This reassurance overshadowed another encouraging development, albeit one of a more personal nature. To notice this, you first had to realize Cauley-Stein was not alone on the court.
Teammate EJ Floreal cut, ran and sweated alongside his more celebrated teammate.
When asked how the workouts helped him, Floreal said, "All the coaches said I improved so much. Jay Bilas said I looked great. So I think it went really well for me. ... It felt like people are finally going to notice. ...
"For somebody like Jay Bilas, who's watched the best of the best back to LeBron (James) in high school or even Kobe (Bryant) in high school before that, for him to say I look good and I'm improving and he's pulling for me, that was really big."
Floreal knows he must do a lot of improving to someday make an impact as a Kentucky player. The son of Olympic-caliber track athletes, he took up basketball relatively late.
His father, UK track coach Edrick Floreal, summed it up. "EJ is a phenomenal athlete," he said this past summer. "He just needs to learn the game."
The elder Floreal noted a telling difference in excelling in track as opposed to basketball. The latter requires much more skill development and repetitive drills. Or, more "reps," to use the vernacular of athletics.
"I tell him all the time, he can come to track and be a star right away," Edrick Floreal said. His son could be "fantastic" in sprinting and jumping events, he said.
"Then again," he added, "Michael Jordan could have been a world-record holder in the long jump."
EJ Floreal wants to be a basketball player. That's why he joined Cauley-Stein's workouts each day.
"Smart idea to get in there," his father said. "He just needs to fall in love with getting reps in and knowing his role."
A dawning realization led EJ Floreal to ask to join Cauley-Stein's workouts. The thought process began when Coach John Calipari proposed the idea of using five-man platoons in the Bahamas.
When Calipari used only two five-man platoons in the first exhibition game, and Floreal was not included, a decision had to be made.

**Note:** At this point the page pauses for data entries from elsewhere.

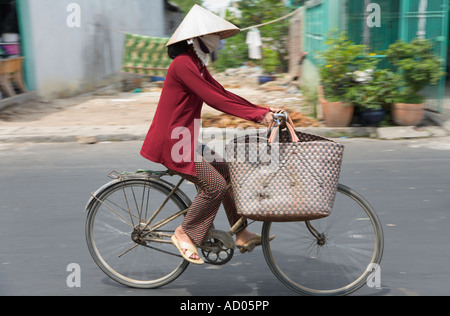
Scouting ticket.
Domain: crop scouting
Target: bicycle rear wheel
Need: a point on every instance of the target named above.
(117, 237)
(331, 256)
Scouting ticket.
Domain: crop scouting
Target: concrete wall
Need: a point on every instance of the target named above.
(72, 60)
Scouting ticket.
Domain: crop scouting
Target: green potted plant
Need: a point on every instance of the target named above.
(270, 63)
(339, 61)
(418, 67)
(373, 94)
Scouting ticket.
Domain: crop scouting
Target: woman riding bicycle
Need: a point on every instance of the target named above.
(188, 84)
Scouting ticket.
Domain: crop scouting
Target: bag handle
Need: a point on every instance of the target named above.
(282, 119)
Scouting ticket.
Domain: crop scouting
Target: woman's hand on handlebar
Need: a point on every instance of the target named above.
(268, 118)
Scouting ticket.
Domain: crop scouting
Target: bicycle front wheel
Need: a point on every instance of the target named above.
(331, 256)
(121, 245)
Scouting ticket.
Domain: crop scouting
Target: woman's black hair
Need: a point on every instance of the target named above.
(177, 49)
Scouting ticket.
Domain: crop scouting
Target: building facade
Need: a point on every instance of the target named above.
(75, 46)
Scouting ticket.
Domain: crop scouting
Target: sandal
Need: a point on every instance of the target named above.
(190, 250)
(252, 243)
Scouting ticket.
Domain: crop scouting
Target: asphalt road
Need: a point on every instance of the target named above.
(44, 188)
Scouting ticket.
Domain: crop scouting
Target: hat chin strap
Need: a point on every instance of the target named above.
(204, 45)
(204, 57)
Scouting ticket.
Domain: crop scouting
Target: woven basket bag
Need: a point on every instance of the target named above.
(292, 179)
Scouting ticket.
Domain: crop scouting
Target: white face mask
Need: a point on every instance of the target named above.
(211, 41)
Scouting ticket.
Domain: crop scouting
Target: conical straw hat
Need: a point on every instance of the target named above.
(200, 21)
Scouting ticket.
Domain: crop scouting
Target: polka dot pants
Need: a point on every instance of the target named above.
(212, 179)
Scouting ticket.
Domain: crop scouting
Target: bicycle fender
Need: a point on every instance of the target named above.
(98, 192)
(169, 185)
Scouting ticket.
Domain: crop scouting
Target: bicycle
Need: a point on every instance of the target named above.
(131, 219)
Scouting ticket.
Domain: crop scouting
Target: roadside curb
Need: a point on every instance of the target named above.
(93, 134)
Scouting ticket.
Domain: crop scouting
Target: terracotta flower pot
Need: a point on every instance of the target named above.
(408, 114)
(335, 114)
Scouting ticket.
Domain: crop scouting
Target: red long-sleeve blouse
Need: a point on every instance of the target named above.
(173, 135)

"I decided I didn't want to sit around for a week and change, and do nothing," he said.
Assistant coach Kenny Payne assured Floreal that Calipari would not mind if Cauley-Stein had company in the individual workouts.
"If I couldn't improve on the court, I was going to improve by working out with Willie," Floreal said.
Floreal, whom Calipari awarded a scholarship for this season, is the latest of many Kentucky players who seemingly could mull casting their basketball lot with an elite program rather than increasing the odds of playing by going to a program at a lower level.
"That's never really crossed my mind," Floreal said. "I mean, everybody has a chip (on their shoulder). Mine is I want to really prove that I can play here. I don't want to run from a challenge. ... You don't know when it's going to come, but I think my time here is going to come."
Floreal has seen how the fates can join the man and the moment. Jon Hood at Mississippi State last season. Jarrod Polson against Maryland two years ago.
"You've just got to be ready for it," he said. "That's another reason why I worked so hard in the Bahamas. I just wanted to make sure that even there, maybe somebody just wasn't playing well or got hurt and I had to go in, I was ready."